‘The stock market has already discounted a significant degree of the economic recovery. So, incrementally improving data here might not do much to lift prices. The risk-reward isn’t great here.’
That’s Bryn Mawr Trust’s Jeffrey Mills, who oversees $16 billion in assets, talking to CNBC Friday about what’s next for a stock market struggling for direction to start the week. At last check, futures for the Dow Jones Industrial Average YM00, 0.18% had bounced off a triple-digit drop to push higher.

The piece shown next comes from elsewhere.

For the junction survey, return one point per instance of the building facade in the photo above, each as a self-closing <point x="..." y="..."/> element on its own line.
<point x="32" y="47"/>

“The liquidity injection that the Fed is introducing to the market is actually being tapered off,” Mills went on to say. “Stocks are discounting an environment that is not necessarily reflective of not only economic fundamentals, but earnings fundamentals.”
Mills said that using trailing price-to-earnings as a measure, valuations haven’t been this high since the tech bubble. In this climate, Mills went to underweight in stocks mid-April.
“You have information that’s all over the map. Sentiment data isn’t really clear. One day you get a positive virus headline. The next day you get a negative one,” Mills said, explaining that investors need not get too bearish or too bullish. “Positioning needs to be somewhat nuanced.”
“When people ask me, ‘How should I be invested? I need this money in one or even two years’ time.′ I tell them they probably shouldn’t even be in the stock market at all,” Mills told CNBC, adding that the advice applies now more than ever.
The major market indexes in the U.S. are coming off four weekly gains out of five, with the Dow Jones Industrial Average DJIA, -0.24% and S&P 500 SPX, -0.25% both up more than 1% last week. The tech-heavy Nasdaq Composite COMP, -0.12% added more than 3%.